What if I told you that most people are just walking around in a daze and that they think they have control, think they know what they are doing, and think they make their own decisions, but actually most of the things that they do are on autopilot. It is like they are in the matrix and are just walking around and doing whatever it is that they are “supposed to do” like what everyone else is doing.

In fact, this last thing that I said, “…everyone else is doing,” is one of the most powerful human cognitive biases. It is like a bug in our brain.

What it means is that when people see that everyone else is doing something, then they are more likely to do it. You can use it for good or for evil. In this piece I am going to talk about how to use it for good in marketing and sales.

How do you use the cognitive bias of social proof to improve your business, get more sales, and so on?

If you look at random restaurants, some restaurants have four or five stars on a review website, but when you go there it is empty. What is going on? This is a highly reviewed restaurant, people like it, but they do not know about the high scoring reviews. The problem is no one wants to be the first person. I trusted the reviews from TripAdvisor and walked right in to see what happened. Low and behold five minutes after I had sat down, someone walked past and sat down next to me. Five more minutes later, more people arrived, and so on.

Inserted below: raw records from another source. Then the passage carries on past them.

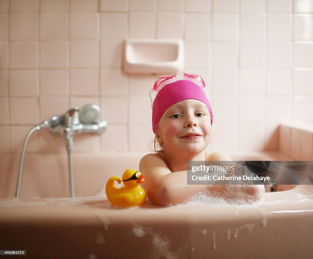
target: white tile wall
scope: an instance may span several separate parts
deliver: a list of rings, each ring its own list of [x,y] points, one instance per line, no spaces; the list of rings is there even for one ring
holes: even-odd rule
[[[184,40],[185,70],[210,91],[210,150],[313,156],[309,134],[277,130],[313,122],[313,0],[0,1],[0,152],[18,151],[34,124],[90,102],[109,127],[79,136],[76,150],[150,150],[157,77],[123,72],[128,38]],[[30,151],[64,151],[46,132],[34,137]]]

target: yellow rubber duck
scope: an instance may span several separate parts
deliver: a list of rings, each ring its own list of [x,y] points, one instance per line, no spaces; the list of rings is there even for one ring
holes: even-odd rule
[[[116,188],[114,184],[119,184],[121,179],[117,176],[112,176],[105,185],[105,193],[109,201],[121,207],[131,207],[142,205],[146,200],[146,192],[139,185],[145,182],[144,174],[139,171],[127,169],[123,174],[122,180],[124,186]]]

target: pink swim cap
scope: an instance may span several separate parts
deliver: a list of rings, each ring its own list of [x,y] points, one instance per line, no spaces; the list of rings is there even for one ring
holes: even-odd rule
[[[198,85],[187,80],[178,80],[163,86],[159,91],[152,107],[152,129],[155,134],[163,114],[170,106],[187,99],[200,101],[207,106],[213,122],[212,109],[204,91]]]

You can see this cognitive bias and you can see that once something has been socially proven and preapproved by others, suddenly it is an a lot more attractive proposition.

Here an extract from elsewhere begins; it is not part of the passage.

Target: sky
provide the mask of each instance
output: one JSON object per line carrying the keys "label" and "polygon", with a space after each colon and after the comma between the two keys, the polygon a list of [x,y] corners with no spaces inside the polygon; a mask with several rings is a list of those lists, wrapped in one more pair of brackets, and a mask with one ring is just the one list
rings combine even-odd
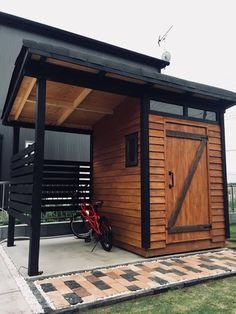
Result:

You probably are not running a restaurant, but if you’re running an online business, just having reviews everywhere on the internet about your business is the equivalent. Reviews are not just a logical part in decision-making. Buyers do not make logical decisions. They make decisions on emotions and how their brain works. This is not completely, but somewhat, out of their control.

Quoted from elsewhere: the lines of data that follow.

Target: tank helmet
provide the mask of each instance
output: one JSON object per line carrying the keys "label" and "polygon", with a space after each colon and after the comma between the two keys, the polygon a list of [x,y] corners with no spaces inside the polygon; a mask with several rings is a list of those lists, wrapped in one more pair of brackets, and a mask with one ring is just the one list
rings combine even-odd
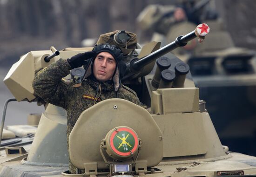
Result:
{"label": "tank helmet", "polygon": [[[121,79],[124,76],[126,70],[126,64],[122,60],[123,56],[122,51],[115,45],[110,45],[108,43],[96,44],[92,51],[95,52],[97,55],[102,52],[107,52],[111,54],[115,58],[116,68],[112,80],[115,86],[115,90],[117,91],[121,85]],[[96,57],[94,58],[92,58],[89,62],[88,64],[84,66],[86,71],[83,80],[92,74],[93,63],[95,58]]]}
{"label": "tank helmet", "polygon": [[123,58],[123,53],[120,49],[115,45],[110,45],[108,43],[96,44],[93,49],[93,51],[95,52],[97,55],[103,51],[108,52],[113,56],[117,62],[121,61]]}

If someone sees no reviews of your business, then they see it as not a very good sign. If you see reviews, it is a good sign consciously and unconsciously to automatically validate what you’re selling. I see lots of businesses that have no reviews. They have a Facebook page, a yelp page, their Google map, and they do not put reviews on there. This is a very bad idea.

When I go to these businesses and tell them to put reviews online, they tell me that they have not thought about it yet. The moment they put them up, they are sales go up. When they carefully manage these reviews and make sure their best customers gave reviews, it works like magic.

Most people make purchases based off of reviews

In fact, I would argue that most people make their buying decisions, thanks to Amazon, based on reviews, number of reviews, and what kind of reviews have been written. If you look at the guys who are doing book launches to become New York Times Best-Sellers, it is not because it is the best book necessarily, but they can email their list and ask their friends to email their lists explaining that if a person reviews the book, they will get it for free. Then they send it to tens of millions of people. Suddenly, they are a New York Times Best-Selling author. This book obviously cannot be terrible or terribly reviewed, so some authors may tend to cheat the system slightly.

Some of the biggest names in the industry do this – it is not uncommon at all and this is what everyone does as far as I can tell. This social proof of bias works like magic and makes people buy from you.

How are you going to apply this to your business?